Avukatların asgari ücretlerine zam yaptıklarını açıklayan Altun, yargının içinde bulunduğu durumla ilgili de olumsuz bir tablo çizdi.
Özellikle, adil yargılanma ve savunma hakkı kavramlarının altını kalın bir şekilde çizen Altun, kişisel konularla ilgili de samimi yanıtlar verdi.
BARO SEÇİMİ MALUMUN İLAMI OLDU…
Bursa Barosu seçimlerinin propaganda sürecinde agresif bir görüntü sergilediniz. Neden böyle bir izlenim verdiniz?
Aslında seçim süreci baroya yakışır düzeyde geçti. Sadece sizin televizyon programınızda farklı sataşmalar olduğu için ve zamanın darlığı nedeniyle agresif bir görüntü sergilemiş olabilirim. Ancak diğer baro seçimleriyle kıyaslandığında son derece ılımlı ve seviyeli bir yarış oldu. Biz ne diğer baro seçimlerinde olduğu gibi omuzlara alındık ne de büyük kutlamalar yaptık. Zaten seçim günü, şehit haberleri geldi, 3 arkadaşımız da gözaltına alındı. Bu nedenlerden dolayı, bizim açımızdan hem üzüntülü hem de gergin bir gündü.

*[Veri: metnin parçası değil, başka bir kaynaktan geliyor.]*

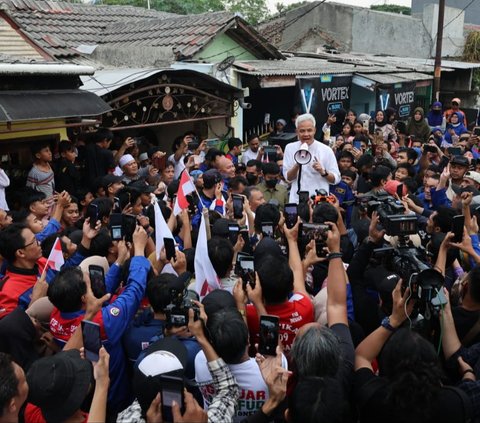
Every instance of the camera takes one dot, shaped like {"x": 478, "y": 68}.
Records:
{"x": 392, "y": 217}
{"x": 181, "y": 302}
{"x": 321, "y": 196}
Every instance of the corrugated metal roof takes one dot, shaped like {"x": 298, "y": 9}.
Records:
{"x": 395, "y": 78}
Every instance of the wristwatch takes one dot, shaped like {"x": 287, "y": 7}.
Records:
{"x": 386, "y": 324}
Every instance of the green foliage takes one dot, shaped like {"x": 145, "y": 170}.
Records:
{"x": 253, "y": 11}
{"x": 283, "y": 8}
{"x": 392, "y": 8}
{"x": 184, "y": 7}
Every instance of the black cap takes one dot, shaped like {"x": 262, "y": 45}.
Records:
{"x": 211, "y": 177}
{"x": 460, "y": 160}
{"x": 142, "y": 186}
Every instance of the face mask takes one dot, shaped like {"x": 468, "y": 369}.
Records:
{"x": 271, "y": 183}
{"x": 251, "y": 178}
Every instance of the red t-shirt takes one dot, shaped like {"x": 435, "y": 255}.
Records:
{"x": 293, "y": 314}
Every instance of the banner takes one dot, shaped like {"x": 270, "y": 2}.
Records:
{"x": 399, "y": 96}
{"x": 323, "y": 95}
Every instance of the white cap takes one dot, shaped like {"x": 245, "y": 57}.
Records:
{"x": 127, "y": 158}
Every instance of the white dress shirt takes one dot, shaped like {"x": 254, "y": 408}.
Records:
{"x": 310, "y": 179}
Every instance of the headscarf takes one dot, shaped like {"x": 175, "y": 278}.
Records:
{"x": 435, "y": 117}
{"x": 420, "y": 129}
{"x": 383, "y": 122}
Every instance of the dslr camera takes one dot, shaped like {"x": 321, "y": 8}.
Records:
{"x": 181, "y": 302}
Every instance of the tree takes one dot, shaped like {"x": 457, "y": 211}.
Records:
{"x": 184, "y": 7}
{"x": 392, "y": 8}
{"x": 253, "y": 11}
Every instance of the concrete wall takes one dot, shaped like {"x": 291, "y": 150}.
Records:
{"x": 388, "y": 33}
{"x": 472, "y": 13}
{"x": 363, "y": 30}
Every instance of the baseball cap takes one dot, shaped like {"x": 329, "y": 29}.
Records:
{"x": 165, "y": 357}
{"x": 59, "y": 384}
{"x": 110, "y": 179}
{"x": 474, "y": 176}
{"x": 211, "y": 177}
{"x": 460, "y": 160}
{"x": 126, "y": 158}
{"x": 142, "y": 186}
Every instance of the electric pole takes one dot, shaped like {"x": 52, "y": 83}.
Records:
{"x": 438, "y": 52}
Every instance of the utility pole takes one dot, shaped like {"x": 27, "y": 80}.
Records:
{"x": 438, "y": 52}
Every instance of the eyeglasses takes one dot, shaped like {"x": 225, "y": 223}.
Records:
{"x": 35, "y": 241}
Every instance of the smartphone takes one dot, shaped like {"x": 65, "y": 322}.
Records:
{"x": 402, "y": 127}
{"x": 291, "y": 215}
{"x": 246, "y": 270}
{"x": 237, "y": 206}
{"x": 457, "y": 227}
{"x": 269, "y": 331}
{"x": 97, "y": 278}
{"x": 303, "y": 197}
{"x": 400, "y": 190}
{"x": 267, "y": 229}
{"x": 92, "y": 214}
{"x": 115, "y": 224}
{"x": 129, "y": 223}
{"x": 169, "y": 244}
{"x": 233, "y": 232}
{"x": 91, "y": 340}
{"x": 160, "y": 162}
{"x": 454, "y": 151}
{"x": 172, "y": 389}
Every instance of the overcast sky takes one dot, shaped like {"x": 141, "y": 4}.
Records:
{"x": 363, "y": 3}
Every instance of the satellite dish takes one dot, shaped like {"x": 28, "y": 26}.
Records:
{"x": 226, "y": 63}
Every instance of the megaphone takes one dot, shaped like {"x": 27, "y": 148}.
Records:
{"x": 303, "y": 156}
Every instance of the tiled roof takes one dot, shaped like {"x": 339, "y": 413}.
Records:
{"x": 59, "y": 27}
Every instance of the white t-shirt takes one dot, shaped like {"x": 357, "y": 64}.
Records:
{"x": 310, "y": 179}
{"x": 253, "y": 389}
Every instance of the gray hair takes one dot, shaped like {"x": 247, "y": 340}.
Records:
{"x": 304, "y": 118}
{"x": 316, "y": 352}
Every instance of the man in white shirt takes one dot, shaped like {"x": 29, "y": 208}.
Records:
{"x": 251, "y": 153}
{"x": 322, "y": 170}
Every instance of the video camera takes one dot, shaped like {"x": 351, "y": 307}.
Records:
{"x": 392, "y": 217}
{"x": 181, "y": 302}
{"x": 322, "y": 196}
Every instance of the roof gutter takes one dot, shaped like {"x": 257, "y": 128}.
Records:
{"x": 44, "y": 69}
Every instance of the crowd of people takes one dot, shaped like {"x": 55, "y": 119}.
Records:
{"x": 329, "y": 281}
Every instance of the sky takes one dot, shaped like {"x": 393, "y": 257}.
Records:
{"x": 362, "y": 3}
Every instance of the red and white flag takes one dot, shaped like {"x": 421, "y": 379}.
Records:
{"x": 186, "y": 187}
{"x": 161, "y": 229}
{"x": 55, "y": 259}
{"x": 206, "y": 279}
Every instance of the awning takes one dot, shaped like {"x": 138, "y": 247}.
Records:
{"x": 52, "y": 104}
{"x": 388, "y": 78}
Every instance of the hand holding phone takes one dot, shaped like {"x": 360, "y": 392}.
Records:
{"x": 91, "y": 340}
{"x": 269, "y": 332}
{"x": 457, "y": 227}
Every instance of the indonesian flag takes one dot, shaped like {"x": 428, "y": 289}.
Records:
{"x": 205, "y": 276}
{"x": 185, "y": 188}
{"x": 55, "y": 259}
{"x": 161, "y": 229}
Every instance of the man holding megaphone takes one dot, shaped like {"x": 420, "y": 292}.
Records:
{"x": 307, "y": 163}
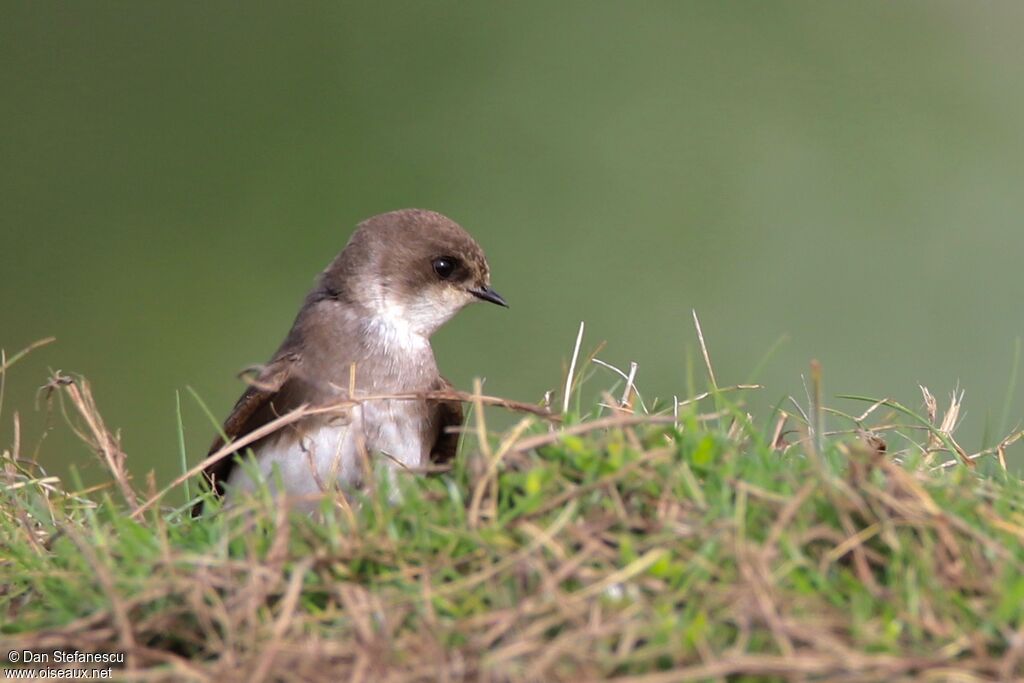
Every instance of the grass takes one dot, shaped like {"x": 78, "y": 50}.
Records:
{"x": 808, "y": 545}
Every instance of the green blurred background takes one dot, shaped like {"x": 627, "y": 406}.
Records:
{"x": 847, "y": 175}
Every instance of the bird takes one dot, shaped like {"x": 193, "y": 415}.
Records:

Seçimlerde de beklenen oldu. Yani malumun ilamıydı. 6 aydan bu yana sahada olmamızın karşılığını aldık.
Geçmiş baro başkanlarından bazılarına baktığımızda, deneyimli isimleri görüyoruz. Siz genç yaşta başkan seçildiniz. Bursa Barosu’nda genç başkanlar dönemi mi başlıyor?
Öyle görünüyorsa çok sevindirici. Ama benden önce Zeki Kahraman 40 yaşında seçildi. Yahya Şimşek de benden daha genç yaşta başkanlık koltuğuna oturmuştu. Zekeriya Birkan da öyle. Genç görünmem hem fiziksel olarak hem de Baro Başkanlığı açısından iyi bir durum. Çünkü meslektaşlarımızın çoğu genç. Ancak ilk 5 yılda seçilme hakları yok. Genç gördükleri birinin onları temsil etmesi sevindirici. Benim yüzüm baroda eski ama kamuoyunda yenidir.
BURSA BAROSU BAŞKANLIĞI’NA ARTVİNLİ DAMGASI
Son dönemlerde Bursa Barosu’nun başkanlarının Artvinli olduğunu görüyoruz. Tesadüf mü?
Artvin, okur yazar oranı yüksek olan bir ilimiz. Tarım alanlarının yokluğu ve sanayinin gelişmemesi nedeniyle, kadınlar ya ebe ve hemşire, erkekler de öğretmen olurlar. Memur oldukları için de tayinleri çıkıp göç ederler. Bursa da Artvin’den yoğun göç alan bir kent. Bursa Barosu’nda ise 200’e yakın Artvinli meslektaş var. Bursa Barosu’nda üst üste Artvinlilerin baro başkanlığı yapması, sözünü ettiğiniz algının oluşmasına neden oldu.
“ATATÜRKÇÜ SOLCUYUZ…”
Genel kurulda Atatürkçülük vurgusu yaptınız. Ve Atatürkçülüğü savunduğunuzda, başka hiçbir ideolojiye gerek kalmayacağı anlamına gelen ifadeler kullandınız. Bunu biraz açar mısınız?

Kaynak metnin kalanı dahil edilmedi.